Preparations for the ban included visits to NSW by prison staff from Queensland, the Northern Territory, and New Zealand who led the cessation of smoking in those places.
“They have generously shared their experiences with us, and the implementation plan in NSW is based closely on the methods that have been tried and tested in those other places,” the spokesperson said.
They also included planning extra activities for inmates, establishing a committee to implement the new policy, supporting staff and inmates to quit and liaising with visitors, inmates and staff to keep everybody informed.
“Smoking has already been stopped successfully in jurisdictions such as Queensland and New Zealand. The keys for success are good communication and strong support for inmates and staff who give up smoking. Both of these are now occurring in NSW, and will continue to be central to our Smoke Free project.”
Corrections Commissioner Victoria Jan Shuard said the substantial lead-in time and support strategies that accompanied the state’s ban should ensure a smooth transition.
She said a range of activities were already in place to ensure that staff and prisoners were well prepared and staff in several prisons have received extra training in helping prisoners with mental health issues with quitting.
“Prison staff who don’t smoke have been encouraged to make themselves familiar with material from Quit Victoria on how to understand and assist with the symptoms of nicotine withdrawal,” Ms Shuard said.
In order to prevent prisoners attempting to smoke nicotine patches prisoners will have to return used patches before they can receive new ones.
“Staff are aware of the potential issues associated with nicotine patches and will be carefully monitoring prisoners’ use of them. The removal of lighters and matches from prisons is also expected to make smoking more difficult.”
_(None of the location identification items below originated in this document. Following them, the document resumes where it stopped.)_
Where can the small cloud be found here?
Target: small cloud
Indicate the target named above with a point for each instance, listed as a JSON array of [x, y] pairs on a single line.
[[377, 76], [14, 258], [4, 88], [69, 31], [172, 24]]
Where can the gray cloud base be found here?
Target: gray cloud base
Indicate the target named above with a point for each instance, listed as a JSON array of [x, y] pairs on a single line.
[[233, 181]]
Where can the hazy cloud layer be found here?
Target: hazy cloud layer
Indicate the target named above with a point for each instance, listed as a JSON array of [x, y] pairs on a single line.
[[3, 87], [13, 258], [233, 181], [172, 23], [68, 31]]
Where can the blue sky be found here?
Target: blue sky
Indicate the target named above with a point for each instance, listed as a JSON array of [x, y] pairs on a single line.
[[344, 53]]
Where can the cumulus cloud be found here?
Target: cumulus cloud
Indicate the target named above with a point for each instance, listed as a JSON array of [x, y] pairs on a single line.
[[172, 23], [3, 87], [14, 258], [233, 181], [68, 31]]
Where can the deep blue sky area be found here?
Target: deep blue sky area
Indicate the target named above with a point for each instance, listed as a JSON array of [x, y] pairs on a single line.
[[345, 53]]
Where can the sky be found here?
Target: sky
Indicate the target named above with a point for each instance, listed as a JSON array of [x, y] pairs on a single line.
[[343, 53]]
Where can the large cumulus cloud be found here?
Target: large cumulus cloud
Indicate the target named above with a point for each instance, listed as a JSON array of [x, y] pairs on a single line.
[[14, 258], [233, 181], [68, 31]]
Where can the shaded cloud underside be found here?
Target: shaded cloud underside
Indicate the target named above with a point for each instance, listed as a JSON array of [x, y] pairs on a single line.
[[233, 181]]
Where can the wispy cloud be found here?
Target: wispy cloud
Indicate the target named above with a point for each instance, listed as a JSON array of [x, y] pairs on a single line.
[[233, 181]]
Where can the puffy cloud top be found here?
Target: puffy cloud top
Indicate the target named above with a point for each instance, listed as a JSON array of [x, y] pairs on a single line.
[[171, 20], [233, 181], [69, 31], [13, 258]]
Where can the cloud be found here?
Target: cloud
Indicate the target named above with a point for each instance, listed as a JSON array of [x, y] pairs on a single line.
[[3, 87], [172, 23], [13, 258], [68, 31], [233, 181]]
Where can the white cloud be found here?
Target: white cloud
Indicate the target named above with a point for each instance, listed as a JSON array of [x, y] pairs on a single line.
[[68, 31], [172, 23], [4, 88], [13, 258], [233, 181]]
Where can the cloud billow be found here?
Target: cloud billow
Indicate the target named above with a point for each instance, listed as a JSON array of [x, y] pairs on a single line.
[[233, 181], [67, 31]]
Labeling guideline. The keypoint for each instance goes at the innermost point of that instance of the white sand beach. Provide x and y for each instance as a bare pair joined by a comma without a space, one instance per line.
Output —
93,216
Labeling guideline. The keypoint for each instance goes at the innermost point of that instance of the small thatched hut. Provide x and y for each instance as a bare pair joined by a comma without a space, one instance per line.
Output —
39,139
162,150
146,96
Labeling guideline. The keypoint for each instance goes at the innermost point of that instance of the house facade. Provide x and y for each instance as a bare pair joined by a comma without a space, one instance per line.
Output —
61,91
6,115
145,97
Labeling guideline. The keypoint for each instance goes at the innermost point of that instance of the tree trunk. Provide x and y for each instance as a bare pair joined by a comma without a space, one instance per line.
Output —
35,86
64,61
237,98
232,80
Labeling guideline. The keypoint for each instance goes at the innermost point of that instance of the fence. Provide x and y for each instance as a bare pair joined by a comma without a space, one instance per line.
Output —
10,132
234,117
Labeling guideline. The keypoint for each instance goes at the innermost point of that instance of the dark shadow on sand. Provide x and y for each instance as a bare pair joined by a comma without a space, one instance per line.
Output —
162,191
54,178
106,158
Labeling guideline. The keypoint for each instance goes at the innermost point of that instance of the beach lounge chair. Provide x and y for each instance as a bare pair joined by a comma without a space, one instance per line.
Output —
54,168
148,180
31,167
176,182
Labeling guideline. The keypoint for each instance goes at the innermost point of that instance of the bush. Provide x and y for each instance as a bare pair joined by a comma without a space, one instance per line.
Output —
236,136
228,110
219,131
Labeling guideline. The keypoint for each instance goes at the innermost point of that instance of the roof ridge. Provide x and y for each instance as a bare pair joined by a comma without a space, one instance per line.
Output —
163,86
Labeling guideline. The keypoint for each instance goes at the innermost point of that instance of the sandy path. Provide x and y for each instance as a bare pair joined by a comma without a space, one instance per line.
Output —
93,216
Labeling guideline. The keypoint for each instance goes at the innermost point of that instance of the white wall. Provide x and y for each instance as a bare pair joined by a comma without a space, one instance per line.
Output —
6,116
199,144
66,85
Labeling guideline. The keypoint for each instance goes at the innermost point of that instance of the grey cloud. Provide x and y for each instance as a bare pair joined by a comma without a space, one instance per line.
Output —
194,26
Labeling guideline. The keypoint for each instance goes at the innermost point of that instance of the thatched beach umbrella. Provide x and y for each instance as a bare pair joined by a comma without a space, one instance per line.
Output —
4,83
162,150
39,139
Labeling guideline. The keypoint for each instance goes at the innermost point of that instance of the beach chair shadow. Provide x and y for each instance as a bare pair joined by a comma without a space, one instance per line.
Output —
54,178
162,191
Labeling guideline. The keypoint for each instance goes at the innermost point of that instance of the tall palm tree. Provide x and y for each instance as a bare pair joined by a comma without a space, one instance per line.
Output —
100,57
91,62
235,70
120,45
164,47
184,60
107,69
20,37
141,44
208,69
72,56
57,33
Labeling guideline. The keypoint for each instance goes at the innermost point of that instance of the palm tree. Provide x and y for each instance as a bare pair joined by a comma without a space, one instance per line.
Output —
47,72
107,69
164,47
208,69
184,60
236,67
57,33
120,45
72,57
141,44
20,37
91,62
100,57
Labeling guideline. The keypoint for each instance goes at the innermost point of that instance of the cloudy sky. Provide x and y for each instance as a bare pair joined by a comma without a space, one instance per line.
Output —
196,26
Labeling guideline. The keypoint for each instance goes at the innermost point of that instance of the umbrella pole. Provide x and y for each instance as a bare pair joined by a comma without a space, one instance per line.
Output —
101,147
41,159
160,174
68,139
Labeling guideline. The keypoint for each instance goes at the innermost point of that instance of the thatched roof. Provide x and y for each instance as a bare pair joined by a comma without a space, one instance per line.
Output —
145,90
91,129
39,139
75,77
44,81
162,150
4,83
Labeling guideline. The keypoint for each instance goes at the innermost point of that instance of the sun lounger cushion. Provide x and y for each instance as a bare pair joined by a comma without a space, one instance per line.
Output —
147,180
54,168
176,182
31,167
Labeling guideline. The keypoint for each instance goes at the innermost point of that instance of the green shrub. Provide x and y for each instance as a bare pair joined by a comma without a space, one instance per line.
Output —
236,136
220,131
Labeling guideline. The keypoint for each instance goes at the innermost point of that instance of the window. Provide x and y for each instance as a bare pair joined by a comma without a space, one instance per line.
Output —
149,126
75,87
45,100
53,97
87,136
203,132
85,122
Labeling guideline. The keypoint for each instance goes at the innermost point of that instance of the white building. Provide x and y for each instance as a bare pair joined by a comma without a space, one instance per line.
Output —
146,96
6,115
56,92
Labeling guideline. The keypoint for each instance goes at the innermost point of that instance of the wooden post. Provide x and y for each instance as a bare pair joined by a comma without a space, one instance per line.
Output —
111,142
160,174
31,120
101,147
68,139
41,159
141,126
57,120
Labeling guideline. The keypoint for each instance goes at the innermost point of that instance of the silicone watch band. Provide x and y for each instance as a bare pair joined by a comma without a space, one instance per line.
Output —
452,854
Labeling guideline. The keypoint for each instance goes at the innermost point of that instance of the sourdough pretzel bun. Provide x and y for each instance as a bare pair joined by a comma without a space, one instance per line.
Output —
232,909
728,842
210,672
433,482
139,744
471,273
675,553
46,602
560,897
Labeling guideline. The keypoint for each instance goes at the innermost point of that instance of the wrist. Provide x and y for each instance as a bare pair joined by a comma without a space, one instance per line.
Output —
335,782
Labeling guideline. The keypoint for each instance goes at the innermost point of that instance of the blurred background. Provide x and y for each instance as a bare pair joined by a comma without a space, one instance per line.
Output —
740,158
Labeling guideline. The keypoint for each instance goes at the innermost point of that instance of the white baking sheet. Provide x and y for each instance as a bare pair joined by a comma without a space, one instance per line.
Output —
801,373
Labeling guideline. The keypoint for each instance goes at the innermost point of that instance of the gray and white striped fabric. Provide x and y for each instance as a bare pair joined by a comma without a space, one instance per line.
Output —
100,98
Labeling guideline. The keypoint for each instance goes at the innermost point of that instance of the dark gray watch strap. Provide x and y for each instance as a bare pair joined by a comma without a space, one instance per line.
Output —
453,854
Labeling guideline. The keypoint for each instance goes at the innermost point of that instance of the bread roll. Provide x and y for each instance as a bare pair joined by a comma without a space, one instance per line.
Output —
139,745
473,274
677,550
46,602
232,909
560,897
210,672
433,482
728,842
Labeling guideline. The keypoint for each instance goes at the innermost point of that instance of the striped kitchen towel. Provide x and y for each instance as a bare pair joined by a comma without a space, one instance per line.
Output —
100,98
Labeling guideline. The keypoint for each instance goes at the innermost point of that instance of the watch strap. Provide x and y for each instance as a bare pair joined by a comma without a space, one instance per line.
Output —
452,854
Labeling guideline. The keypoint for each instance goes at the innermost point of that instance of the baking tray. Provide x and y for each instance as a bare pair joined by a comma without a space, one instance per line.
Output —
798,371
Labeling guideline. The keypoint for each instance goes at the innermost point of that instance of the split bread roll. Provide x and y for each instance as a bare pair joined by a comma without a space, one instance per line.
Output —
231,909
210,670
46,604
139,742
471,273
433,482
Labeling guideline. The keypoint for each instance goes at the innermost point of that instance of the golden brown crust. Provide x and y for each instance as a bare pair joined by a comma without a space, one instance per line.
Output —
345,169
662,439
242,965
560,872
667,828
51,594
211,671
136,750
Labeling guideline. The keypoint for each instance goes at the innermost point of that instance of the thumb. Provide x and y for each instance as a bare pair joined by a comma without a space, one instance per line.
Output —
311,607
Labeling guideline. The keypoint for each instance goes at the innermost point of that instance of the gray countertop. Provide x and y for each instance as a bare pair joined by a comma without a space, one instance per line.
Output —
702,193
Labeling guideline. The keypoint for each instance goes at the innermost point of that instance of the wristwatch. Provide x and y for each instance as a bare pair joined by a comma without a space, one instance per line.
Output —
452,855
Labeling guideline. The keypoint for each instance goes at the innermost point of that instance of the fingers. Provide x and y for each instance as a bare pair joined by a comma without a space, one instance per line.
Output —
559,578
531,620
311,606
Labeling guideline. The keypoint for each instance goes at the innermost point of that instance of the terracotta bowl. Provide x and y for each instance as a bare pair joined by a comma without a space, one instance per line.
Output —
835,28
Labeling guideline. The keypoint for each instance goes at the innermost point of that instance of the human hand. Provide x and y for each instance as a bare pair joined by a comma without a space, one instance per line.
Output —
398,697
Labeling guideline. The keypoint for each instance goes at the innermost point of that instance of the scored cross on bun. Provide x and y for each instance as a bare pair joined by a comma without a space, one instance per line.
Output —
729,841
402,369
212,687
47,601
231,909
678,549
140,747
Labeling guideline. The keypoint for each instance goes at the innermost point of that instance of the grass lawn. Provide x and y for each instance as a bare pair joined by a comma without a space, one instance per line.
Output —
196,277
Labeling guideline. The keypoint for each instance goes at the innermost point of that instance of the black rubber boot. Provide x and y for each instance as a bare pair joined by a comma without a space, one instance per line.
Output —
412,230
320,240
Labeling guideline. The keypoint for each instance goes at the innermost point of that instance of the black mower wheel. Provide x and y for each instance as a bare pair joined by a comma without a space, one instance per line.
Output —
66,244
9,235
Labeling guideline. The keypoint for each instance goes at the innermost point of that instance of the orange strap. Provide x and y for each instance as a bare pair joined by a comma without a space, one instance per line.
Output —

Asked about the penalties for disobeying the ban, Ms Shuard said staff found smoking or with contraband would face disciplinary action.
“A prisoner who is charged and found guilty of a breach of the smoking policy will be subject to a range of sanctions including: a reprimand, a fine or withdrawal of one or more privileges for up to 14 days.
“If visitors are caught trying to smuggle in these items, they will be treated as if they were trying to introduce any other contraband. They can for example, be refused entry to the prison or only able to have a non-contact visit.”